My strategy was simple enough: go out slowly and don’t let anyone pass you. This was easy enough because of the ice. As soon as we got to 2K, almost all of the runners stayed on the 12 inch wide pathway that our feet trenched through the roads. Basically, for the rest of the race, it was a game of “Follow the Leader”. If you wanted to pass people, you either had to run on the gravel shoulder which was covered in wet, slushy snow so that your feet sunk or run on the icy roads and hope you don’t slip. I divided my time evenly between the runner-made path and the snow-covered shoulder.
Once we started to climb the hills (from 2K to 9K), I was able to pass people. I was more concerned about getting ahead of the women and I had no idea where I was in placing. As long as none of them got ahead of me, I felt I’d be in a good position. I chased down (or “up” for this route) all that I could; one gal was far enough ahead that I could close the gap, but I needed a few more kilometres to pass her.
I was glad that I didn’t have to chase down the guy from the Matrix who was at the Chilly Willy; his coat would have been impossible to run around here. Instead, though, I had to follow some guy who had his own gap to narrow – the one between his shirts and tights. I noticed him around the 5K mark and, as I got nearer, I wondered how he could possibly run wearing tights in which the waist was wrapped halfway down his butt. Yes, I saw his crack! Seriously! Now, even on the best butts, that just isn’t a good view. If nothing else, this drove me to pull away from the ladies behind me and move ahead of him and, once ahead, I ran further and further away.
At 9K, I heard the engine coming from behind me: the grader. It had to be the same grader that did a U-turn on a country road at the 6K mark, realizing that there was no way he could safely plow the roads. By 9k, the ice was becoming slush from the rain, and the grader was in a hurry to go somewhere. Once it passed me, I felt compelled to run after it. Fortunately, the course was downhill at that point so I was exhaling much more than the gas fumes I was breathing in for the last mile.

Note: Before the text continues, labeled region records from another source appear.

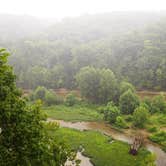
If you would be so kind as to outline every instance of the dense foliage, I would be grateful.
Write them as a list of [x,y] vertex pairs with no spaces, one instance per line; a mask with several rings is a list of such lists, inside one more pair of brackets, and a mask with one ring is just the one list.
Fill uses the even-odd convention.
[[118,83],[110,69],[84,67],[77,74],[77,82],[83,97],[94,103],[118,100]]
[[[0,31],[3,32],[11,19],[1,20]],[[118,78],[125,78],[139,89],[166,89],[165,13],[86,15],[64,19],[45,31],[41,30],[44,26],[39,30],[40,24],[36,23],[32,26],[34,32],[38,27],[42,33],[35,36],[31,33],[31,37],[25,38],[28,28],[20,26],[18,21],[17,26],[9,29],[10,33],[5,33],[6,37],[2,33],[5,41],[0,41],[0,45],[13,52],[10,63],[20,87],[72,89],[76,87],[78,71],[93,66],[109,68]],[[26,33],[18,34],[20,40],[13,30],[16,28]]]
[[8,55],[0,49],[0,165],[63,165],[69,151],[48,136],[39,105],[21,98]]
[[136,127],[143,128],[146,124],[149,116],[149,111],[143,107],[139,106],[135,109],[133,113],[133,122]]
[[139,105],[139,98],[130,89],[121,94],[119,99],[119,106],[123,114],[133,113],[138,105]]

I crossed the finish line, feet soaked (my shoes are still drying out, a day and a half later) in a time of 50:10. Knowing what the elevation was like, I thought I’d finish in 46 to 47 minutes to account for the hills. However, Shawn did finish in that time-frame – and he was shooting for 43 minutes. Hubby finished in 1:06. Really, our times were irrelevant.
What did matter, though, was placing. I finished 2nd in my age group (40 to 49), earning a nice little gift card to “Feet In Motion” in Georgetown. I can’t wait to check the store out for foam rollers, sticks and other “must haves” to get through winter running. Once again, Shawn finished fourth in his.
The course was one of the toughest courses that I’ve ever run. Conditions were harsh – frozen roads, slushy shoulders and cold, wet rain – and the hils were brutal. Would I run it again? Absolutely! Now I know what to expect so I can better prep for the hills. Besides, this year’s time is only good for this one event; I can’t compare it to any others. So, I need to put another 10.8k on the books and watch, hopefully, for new course PB next year.